Yesterday a friend and I were talking about authenticity in writing. Specifically, we were agreeing that it’s hard to balance honesty, transparency, relevancy and responsibility each time we sit down to write. As a Christian, I want to write things that are generally encouraging. I feel a certain sense of obligation to be careful, gentle, and appropriate. And, as the non-confrontational type, of course, I don’t want to offend anyone. I’ll leave that to those who are braver or who have a specific agenda to tackle.
As a mom, I want to be careful to protect my children. After all, they didn’t sign up to be the subject of an ongoing online story. As a wife, I want to respect my husband and our marriage, making sure my stories don’t cut him down or dishonor him in any way.
And, yet, as a writer, I want to be genuine and interesting and free to just “talk” to you as if we were sitting in a coffee shop having lattes, or mochas, or frozen frappucinos… or ice water, if that’s more your style. Some days I want to be sarcastic and fun. Other days I want to be reflective and thoughtful. But, always, I want to be real.
I could put only the cutest pictures and stories of my children on here. I could share only the highs of our week or only my victories in parenting {that, though, would be a very short blog}. I could end every post with a Bible verse and make you think I’m super-spiritual. I could write only when I feel completely confident about the quality and significance of a post. But, none of that would be very authentic. That might be the version of myself I’d like to present, but that would be far from sincere. And, I think you’d notice.
The challenge for me {and every blogger without a specific focus, I suppose} is knowing when to treat a blog like it’s a diary… or a family scrapbook… or a devotional… or a term paper.

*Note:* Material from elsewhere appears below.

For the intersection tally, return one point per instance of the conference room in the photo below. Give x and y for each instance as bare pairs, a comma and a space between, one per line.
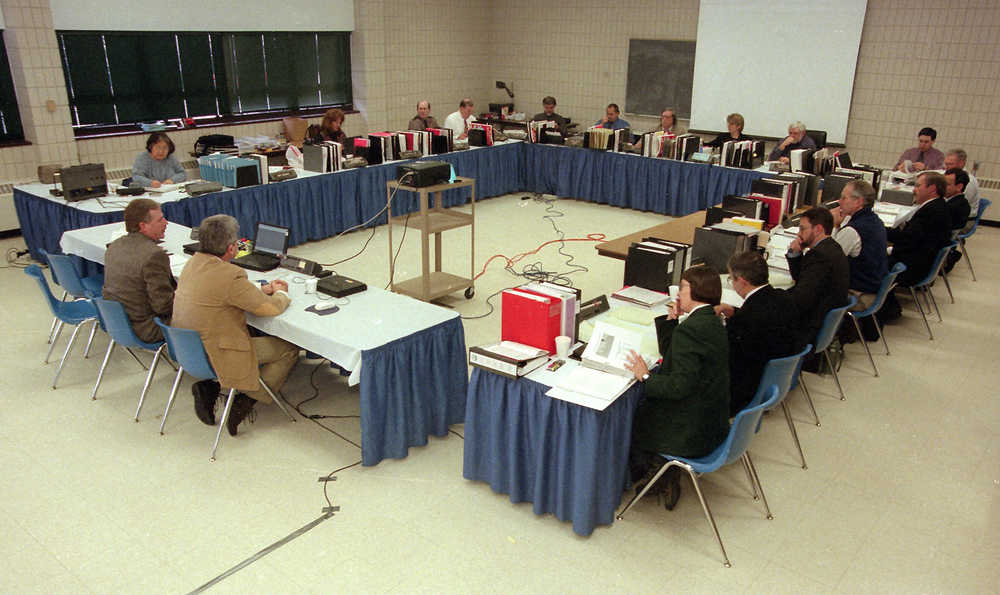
897, 496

And, so, I think what happens is that I approach it like it’s all of the above. It’s completely eclectic. One never knows what to expect here. Basically, my blog has a personality disorder.

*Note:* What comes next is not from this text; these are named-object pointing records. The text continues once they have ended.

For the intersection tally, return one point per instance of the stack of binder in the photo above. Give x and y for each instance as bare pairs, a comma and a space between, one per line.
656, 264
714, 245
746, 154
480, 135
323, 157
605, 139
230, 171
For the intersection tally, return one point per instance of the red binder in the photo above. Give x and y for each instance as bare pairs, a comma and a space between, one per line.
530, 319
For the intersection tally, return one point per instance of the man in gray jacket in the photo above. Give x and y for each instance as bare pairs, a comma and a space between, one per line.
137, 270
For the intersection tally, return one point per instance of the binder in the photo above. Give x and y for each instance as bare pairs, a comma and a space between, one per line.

But, I’m coming to terms with that. Mainly because I think that we as women are generally a little bit that way… somewhat all over the place. A little low one day, and high as a kite the next. Moody and melodramatic when we want to be… sentimental and supportive when we need to be… footloose and fancy free when we can be. Maybe the “all over the place” part is the very thing that makes it authentic.
So, I figure that as long as I’m not using this blog to make an income, or promote a specific cause, or address a certain subject, then it can be as random as the thoughts of its author. I only hope it occasionally entertains or encourages.
And, since I haven’t said it in awhile. Thank you so much for reading. Thank you for your comments and your emails and your encouragement. I love knowing how our stories intersect. You are what makes this fun. And, you are what makes it worth the effort… and the risk… to be real.
MereMortalMom says
As I've said before, if you ever think about stopping the blog, I will show up on your doorstep for a daily dose of Hollie. You are officially forewarned ;o)
And I like your randomness. The randomness makes it real, IMHO. Besides I'm always suspicious of overly organized people.
Keep it up!
Hollie says
Yes, overly organized people are always hiding something 😉 Thanks for tolerating the randomness. It's all I've got these days!
Heather says
Hollie, I love your blog! I love getting a glimpse into your life since we are not able to spend time together. What a fun way to keep up with friends!
Hollie says
Heather, thanks for the comment! You need a blog so I can keep up with what's going on with you! I always appreciate your FB posts about the best deals around town… I never know about stuff like that, so I love the tips!